It is not rare to get a print that will outlive the shirt. I've had prints that looked as good the first day as they did the last. It takes time but you'll get their. I'll give you a little tip look for additives that aid in helping inks become more elastic that sometimes helps.


----------



## BroJames (Jul 8, 2008)

Omar, that's not my print. It's my son's shirt and pants


----------



## STRAIGHT EDGE AU (Jun 19, 2010)

I have been printing with plastosol transfers since 2000 all types flat and puff.They will all wear eventually depending on how they are washed.However one of your images looked like the fabric was ribbed ,strechy surfaces will crack more than heavy quality brushed 100% cotton will.Also different types of transfers require different heat and time,it takes pactice ,I always found the thick puff one a little harder and would mess a few up if not concentrating on my timeing.Wash care dose play a big part and plastosol will wear out before screen printing or DTG as it is adhering to a surface.Heat press your surface first then heat press the tranfer while surface is still hot from a pre press, it gives a better press.
Hope this helps,Cheers Lorraine.


----------



## BroJames (Jul 8, 2008)

Lorraine, is there any chance that the prints in the pics are plastisol transfers? The shoes are printed on "jeans" so it is essentially not stretchable. We also machine wash them inside out with no bleach, no softener, no heat, etc.

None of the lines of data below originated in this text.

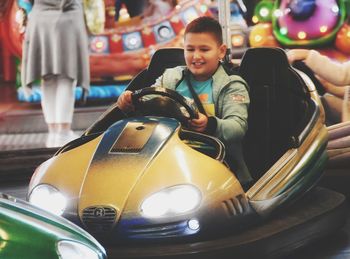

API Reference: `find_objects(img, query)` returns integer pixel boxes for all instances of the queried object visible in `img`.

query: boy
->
[117,17,252,187]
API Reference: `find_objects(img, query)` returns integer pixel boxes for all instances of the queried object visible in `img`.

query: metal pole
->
[218,0,231,60]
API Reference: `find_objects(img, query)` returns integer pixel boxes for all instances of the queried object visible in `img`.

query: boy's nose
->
[193,51,200,58]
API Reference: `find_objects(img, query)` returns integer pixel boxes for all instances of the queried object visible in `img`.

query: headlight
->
[29,184,67,216]
[141,185,201,217]
[57,240,100,259]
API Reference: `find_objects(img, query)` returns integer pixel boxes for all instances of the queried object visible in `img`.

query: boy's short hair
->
[185,16,223,45]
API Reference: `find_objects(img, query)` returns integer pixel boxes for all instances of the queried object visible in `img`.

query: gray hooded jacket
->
[153,65,252,184]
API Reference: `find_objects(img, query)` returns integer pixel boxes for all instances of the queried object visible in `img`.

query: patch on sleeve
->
[231,94,245,103]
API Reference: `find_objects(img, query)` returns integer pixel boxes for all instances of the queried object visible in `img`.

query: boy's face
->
[184,32,226,81]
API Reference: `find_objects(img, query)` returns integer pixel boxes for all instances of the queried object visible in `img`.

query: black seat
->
[239,48,315,179]
[127,48,186,91]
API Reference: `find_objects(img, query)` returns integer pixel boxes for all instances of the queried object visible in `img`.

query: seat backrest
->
[239,48,310,179]
[127,48,186,91]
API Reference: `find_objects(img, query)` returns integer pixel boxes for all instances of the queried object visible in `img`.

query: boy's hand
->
[117,90,135,112]
[188,112,208,132]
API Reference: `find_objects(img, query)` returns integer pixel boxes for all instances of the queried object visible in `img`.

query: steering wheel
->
[293,61,326,95]
[131,87,198,125]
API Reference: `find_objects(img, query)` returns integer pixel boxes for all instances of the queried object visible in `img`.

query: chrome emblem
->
[94,207,106,218]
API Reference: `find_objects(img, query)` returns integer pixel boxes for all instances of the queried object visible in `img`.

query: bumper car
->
[28,48,334,250]
[0,193,107,259]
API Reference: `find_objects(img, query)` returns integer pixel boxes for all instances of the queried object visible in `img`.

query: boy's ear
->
[219,44,227,59]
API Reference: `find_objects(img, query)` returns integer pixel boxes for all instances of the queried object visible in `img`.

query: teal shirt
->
[176,76,215,116]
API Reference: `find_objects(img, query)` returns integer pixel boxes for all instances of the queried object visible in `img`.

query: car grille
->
[82,206,117,233]
[126,221,195,238]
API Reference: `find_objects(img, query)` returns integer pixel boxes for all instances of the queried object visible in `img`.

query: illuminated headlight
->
[141,185,201,217]
[231,34,244,47]
[29,184,67,216]
[57,240,100,259]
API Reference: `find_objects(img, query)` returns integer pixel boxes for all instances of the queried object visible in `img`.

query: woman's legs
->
[41,76,77,147]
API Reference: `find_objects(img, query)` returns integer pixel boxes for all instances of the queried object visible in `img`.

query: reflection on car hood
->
[79,117,180,217]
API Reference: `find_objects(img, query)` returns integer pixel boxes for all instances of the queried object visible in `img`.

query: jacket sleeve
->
[214,81,250,143]
[305,50,350,85]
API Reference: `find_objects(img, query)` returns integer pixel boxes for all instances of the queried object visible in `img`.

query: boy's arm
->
[214,81,250,143]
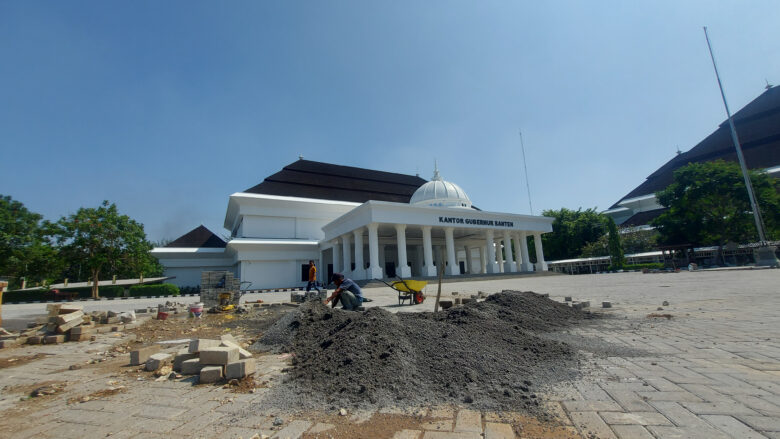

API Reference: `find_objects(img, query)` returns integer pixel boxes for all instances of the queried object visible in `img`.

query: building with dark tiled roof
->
[604,87,780,227]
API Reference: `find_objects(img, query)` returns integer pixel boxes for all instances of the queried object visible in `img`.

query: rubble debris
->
[258,291,597,412]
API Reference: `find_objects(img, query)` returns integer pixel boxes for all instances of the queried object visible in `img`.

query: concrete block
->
[190,338,222,354]
[0,339,19,349]
[200,346,239,366]
[68,334,92,341]
[43,334,65,344]
[130,345,160,366]
[181,358,203,375]
[146,352,173,371]
[225,358,256,380]
[173,349,198,372]
[57,311,84,325]
[222,337,252,360]
[200,366,222,383]
[70,325,95,336]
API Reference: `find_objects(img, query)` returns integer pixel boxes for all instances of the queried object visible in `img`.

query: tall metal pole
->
[518,130,534,215]
[704,26,766,245]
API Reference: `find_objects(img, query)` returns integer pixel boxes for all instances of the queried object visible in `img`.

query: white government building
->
[152,160,553,290]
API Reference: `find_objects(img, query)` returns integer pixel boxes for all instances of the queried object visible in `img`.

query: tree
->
[652,160,780,246]
[52,201,162,298]
[529,207,606,260]
[0,195,63,288]
[604,216,626,268]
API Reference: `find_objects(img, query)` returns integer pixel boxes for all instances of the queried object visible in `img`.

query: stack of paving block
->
[200,271,241,308]
[173,334,255,383]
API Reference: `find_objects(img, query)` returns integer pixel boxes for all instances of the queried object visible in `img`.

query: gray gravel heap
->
[258,291,590,412]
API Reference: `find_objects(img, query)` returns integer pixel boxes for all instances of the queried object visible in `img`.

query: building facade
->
[153,160,553,290]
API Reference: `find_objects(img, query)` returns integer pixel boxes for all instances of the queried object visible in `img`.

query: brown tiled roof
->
[166,226,227,248]
[244,160,426,203]
[620,209,666,227]
[611,87,780,208]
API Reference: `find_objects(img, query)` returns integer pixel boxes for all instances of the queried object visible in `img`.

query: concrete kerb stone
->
[200,346,239,366]
[130,345,160,366]
[200,366,224,383]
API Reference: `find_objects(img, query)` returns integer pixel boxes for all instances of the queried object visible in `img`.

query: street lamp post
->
[704,26,780,267]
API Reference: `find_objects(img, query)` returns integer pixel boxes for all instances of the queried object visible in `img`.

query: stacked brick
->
[200,271,241,308]
[170,334,256,383]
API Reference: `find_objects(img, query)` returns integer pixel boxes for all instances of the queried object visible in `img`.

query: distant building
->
[604,87,780,227]
[152,160,553,289]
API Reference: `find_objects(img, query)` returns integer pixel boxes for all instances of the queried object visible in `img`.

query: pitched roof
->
[244,160,426,203]
[610,87,780,208]
[166,226,227,248]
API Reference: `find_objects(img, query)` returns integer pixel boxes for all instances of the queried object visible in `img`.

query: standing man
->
[325,273,363,311]
[306,259,322,293]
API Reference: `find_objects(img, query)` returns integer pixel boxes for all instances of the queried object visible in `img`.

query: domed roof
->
[409,166,471,209]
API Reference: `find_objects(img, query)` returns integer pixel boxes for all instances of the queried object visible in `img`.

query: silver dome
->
[409,167,471,209]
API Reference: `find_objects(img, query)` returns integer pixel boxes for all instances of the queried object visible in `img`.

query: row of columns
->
[331,223,547,279]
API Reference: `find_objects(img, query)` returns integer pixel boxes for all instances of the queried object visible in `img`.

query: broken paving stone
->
[146,352,173,373]
[200,366,222,383]
[200,346,239,366]
[225,358,256,379]
[181,358,203,375]
[189,338,222,354]
[130,345,160,366]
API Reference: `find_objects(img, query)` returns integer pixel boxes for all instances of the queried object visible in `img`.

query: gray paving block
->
[200,346,239,366]
[199,366,222,383]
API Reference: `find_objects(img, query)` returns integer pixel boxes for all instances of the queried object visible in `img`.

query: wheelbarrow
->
[382,277,428,305]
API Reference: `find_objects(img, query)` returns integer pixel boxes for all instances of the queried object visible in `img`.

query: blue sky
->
[0,0,780,240]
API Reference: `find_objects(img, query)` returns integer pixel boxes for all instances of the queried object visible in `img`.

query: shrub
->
[130,284,179,297]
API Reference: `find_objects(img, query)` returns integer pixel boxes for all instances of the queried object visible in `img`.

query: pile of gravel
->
[255,291,590,412]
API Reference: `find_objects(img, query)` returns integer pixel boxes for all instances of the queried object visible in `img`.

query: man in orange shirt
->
[306,260,322,293]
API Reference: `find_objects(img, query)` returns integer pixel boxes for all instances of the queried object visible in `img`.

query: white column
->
[504,230,517,273]
[328,239,343,274]
[534,233,547,271]
[341,235,352,277]
[366,223,382,279]
[352,227,366,279]
[423,226,436,276]
[485,229,500,273]
[444,227,460,276]
[395,224,412,278]
[512,233,523,271]
[520,232,534,271]
[379,244,387,273]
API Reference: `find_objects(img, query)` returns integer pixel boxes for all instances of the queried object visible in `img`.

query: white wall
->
[240,260,309,290]
[163,266,234,287]
[240,216,295,238]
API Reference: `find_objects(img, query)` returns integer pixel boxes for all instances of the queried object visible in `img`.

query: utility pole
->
[704,26,780,267]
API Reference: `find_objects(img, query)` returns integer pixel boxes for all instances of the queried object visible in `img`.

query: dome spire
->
[431,159,441,181]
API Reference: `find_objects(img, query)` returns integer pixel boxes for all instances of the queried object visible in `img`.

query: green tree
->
[604,215,626,268]
[529,207,606,261]
[52,201,162,298]
[652,160,780,246]
[0,195,63,288]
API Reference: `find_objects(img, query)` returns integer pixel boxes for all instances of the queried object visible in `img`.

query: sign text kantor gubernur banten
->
[439,216,514,227]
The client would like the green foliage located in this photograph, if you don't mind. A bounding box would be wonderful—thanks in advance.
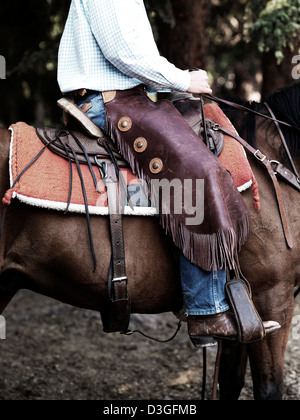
[244,0,300,64]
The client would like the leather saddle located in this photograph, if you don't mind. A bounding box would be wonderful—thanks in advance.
[36,128,128,167]
[37,93,224,167]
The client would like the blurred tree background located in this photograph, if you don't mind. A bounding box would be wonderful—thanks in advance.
[0,0,300,126]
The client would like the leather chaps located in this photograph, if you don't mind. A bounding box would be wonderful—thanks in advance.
[103,87,251,271]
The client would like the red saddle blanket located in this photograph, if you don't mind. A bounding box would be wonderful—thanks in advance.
[3,104,259,216]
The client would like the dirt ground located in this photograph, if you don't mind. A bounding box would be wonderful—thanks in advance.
[0,291,300,400]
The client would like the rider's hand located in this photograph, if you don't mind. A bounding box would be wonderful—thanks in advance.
[188,70,212,95]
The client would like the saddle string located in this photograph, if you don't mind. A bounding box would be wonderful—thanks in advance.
[68,144,97,272]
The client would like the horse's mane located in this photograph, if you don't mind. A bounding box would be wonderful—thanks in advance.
[224,83,300,159]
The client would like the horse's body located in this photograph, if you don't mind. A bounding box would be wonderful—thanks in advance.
[0,83,300,399]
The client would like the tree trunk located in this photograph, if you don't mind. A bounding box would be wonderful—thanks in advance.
[262,48,299,100]
[158,0,209,70]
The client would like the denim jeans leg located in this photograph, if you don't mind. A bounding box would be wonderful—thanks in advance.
[76,92,105,131]
[180,254,229,315]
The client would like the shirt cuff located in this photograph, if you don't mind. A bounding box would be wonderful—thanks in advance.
[172,69,191,92]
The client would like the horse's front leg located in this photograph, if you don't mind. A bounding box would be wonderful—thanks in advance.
[219,340,248,401]
[248,291,294,400]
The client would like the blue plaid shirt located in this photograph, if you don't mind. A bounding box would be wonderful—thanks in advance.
[58,0,191,93]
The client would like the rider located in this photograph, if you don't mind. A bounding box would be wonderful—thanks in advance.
[58,0,279,344]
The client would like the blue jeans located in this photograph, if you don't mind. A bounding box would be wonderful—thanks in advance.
[76,92,229,315]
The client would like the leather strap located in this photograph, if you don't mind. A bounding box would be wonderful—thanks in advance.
[225,279,266,344]
[215,126,293,249]
[201,93,300,131]
[102,164,131,333]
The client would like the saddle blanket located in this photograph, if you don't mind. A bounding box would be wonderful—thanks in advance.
[3,104,259,216]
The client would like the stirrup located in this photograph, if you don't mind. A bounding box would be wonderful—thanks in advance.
[57,98,104,138]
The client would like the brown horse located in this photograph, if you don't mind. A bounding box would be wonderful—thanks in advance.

And on plastisol transfers, someone just PMed me a few hours ago regarding plastisol transfers and maybe you can shed some light. He is asking _*"if plastisol transfers have comparable quality to regular screen printing*__*(of plastisol) *__* directly onto the garment*_".


----------



## mikelmorgan (Nov 1, 2008)

BroJames said:


> Mike, I just googled and it seems what I've been using is a simple temp probe. Problem is when the readings read 320F, for example, the actual temp would have reached 320F for quite a number of seconds. Are the ones you are using more sensitive to temp changes?


The probe I use is very accurate and sensitive. Wilflex makes and sells it. I have had it for 10 years or more. It goes through the oven with the shirts and reads instantly. As the shirt goes through the probe will tell how hot it gets and how long it is at that temp.


----------



## BroJames (Jul 8, 2008)

Thanks. I will try inquire with wilflex reps here.


----------